Flexibilidad y seguridad, o flexiseguridad, es la clave de los modelos laborales de los países nórdicos, y aunque el Partido Popular diga que es a quienes se quiere parecer, será imposible si se siguen tomando políticas que criminalizan la protesta y reducen la capacidad de negociación colectiva de los trabajadores. Sin una presencia fuerte de los representantes de los trabajadores se corre el riesgo de no tener en cuenta su cobertura social en las ecuaciones de crecimiento económico. Lo que hacemos en España es terrible, y el propio Consejo de Derechos Humanos ha mostrado serias preocupaciones, creamos trabajadores pobres.

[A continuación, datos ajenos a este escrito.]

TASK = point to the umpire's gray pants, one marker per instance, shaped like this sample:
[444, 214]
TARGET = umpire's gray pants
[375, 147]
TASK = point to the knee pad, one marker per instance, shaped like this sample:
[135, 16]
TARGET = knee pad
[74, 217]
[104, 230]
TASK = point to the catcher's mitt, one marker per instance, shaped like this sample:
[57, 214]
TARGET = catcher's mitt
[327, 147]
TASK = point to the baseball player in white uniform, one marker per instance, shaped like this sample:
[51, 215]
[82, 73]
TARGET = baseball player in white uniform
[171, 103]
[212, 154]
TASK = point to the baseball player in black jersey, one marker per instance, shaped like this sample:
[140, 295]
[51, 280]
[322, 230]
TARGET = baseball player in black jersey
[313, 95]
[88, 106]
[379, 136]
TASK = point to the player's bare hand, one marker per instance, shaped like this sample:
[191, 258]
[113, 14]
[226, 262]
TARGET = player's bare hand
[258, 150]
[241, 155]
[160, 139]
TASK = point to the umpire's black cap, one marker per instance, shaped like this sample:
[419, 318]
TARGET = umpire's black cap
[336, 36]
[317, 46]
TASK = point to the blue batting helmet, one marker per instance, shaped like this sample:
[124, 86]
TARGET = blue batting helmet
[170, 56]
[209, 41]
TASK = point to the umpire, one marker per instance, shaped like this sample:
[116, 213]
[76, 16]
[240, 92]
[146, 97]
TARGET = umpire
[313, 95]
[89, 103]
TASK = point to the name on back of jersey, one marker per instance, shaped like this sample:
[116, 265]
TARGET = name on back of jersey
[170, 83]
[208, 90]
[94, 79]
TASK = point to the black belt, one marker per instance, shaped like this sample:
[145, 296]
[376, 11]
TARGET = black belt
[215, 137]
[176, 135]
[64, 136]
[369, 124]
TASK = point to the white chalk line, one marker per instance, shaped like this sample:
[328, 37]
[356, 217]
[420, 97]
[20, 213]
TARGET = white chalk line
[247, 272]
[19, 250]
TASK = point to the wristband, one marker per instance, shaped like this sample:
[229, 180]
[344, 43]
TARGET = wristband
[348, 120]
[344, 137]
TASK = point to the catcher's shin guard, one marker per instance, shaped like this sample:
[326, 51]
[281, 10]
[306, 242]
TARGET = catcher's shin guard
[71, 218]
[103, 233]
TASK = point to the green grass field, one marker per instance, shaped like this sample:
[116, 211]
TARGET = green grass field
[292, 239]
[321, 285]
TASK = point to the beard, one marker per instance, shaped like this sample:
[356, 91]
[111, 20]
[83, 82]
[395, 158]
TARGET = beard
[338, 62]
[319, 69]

Tendremos que preguntarnos muy seriamente por qué a pesar de que aumenten las cifras, los ciudadanos y ciudadanas no viven mejor. ¿Qué recuperación es esta? ¿Qué esperanza es esa de la que habla la ministra en funciones Báñez? ¿De qué vida habla Mariano Rajoy? ¿Pero en qué país vive esta gente? Está claro que con esas sonrisas no pueden vivir en el mismo país en el que 1 de cada 3 niños viven bajo el umbral de la pobreza, o en el que sólo 1 de cada 20 contratos nuevos son indefinidos.

Ahora que las nieblas de la crisis parecen disiparse espero que los árboles no nos impidan ver el bosque, e identifiquemos como inaceptable la cantidad ingente de personas que trabajan con salarios que no les permiten tener vidas dignas, con horarios que no les permiten tener vida y que además exceden las horas previstas en el contrato, y siempre viviendo bajo la sombra de un despido prácticamente gratuito, porque el trabajo no es mercancía, y el empleo o es digno o no es empleo.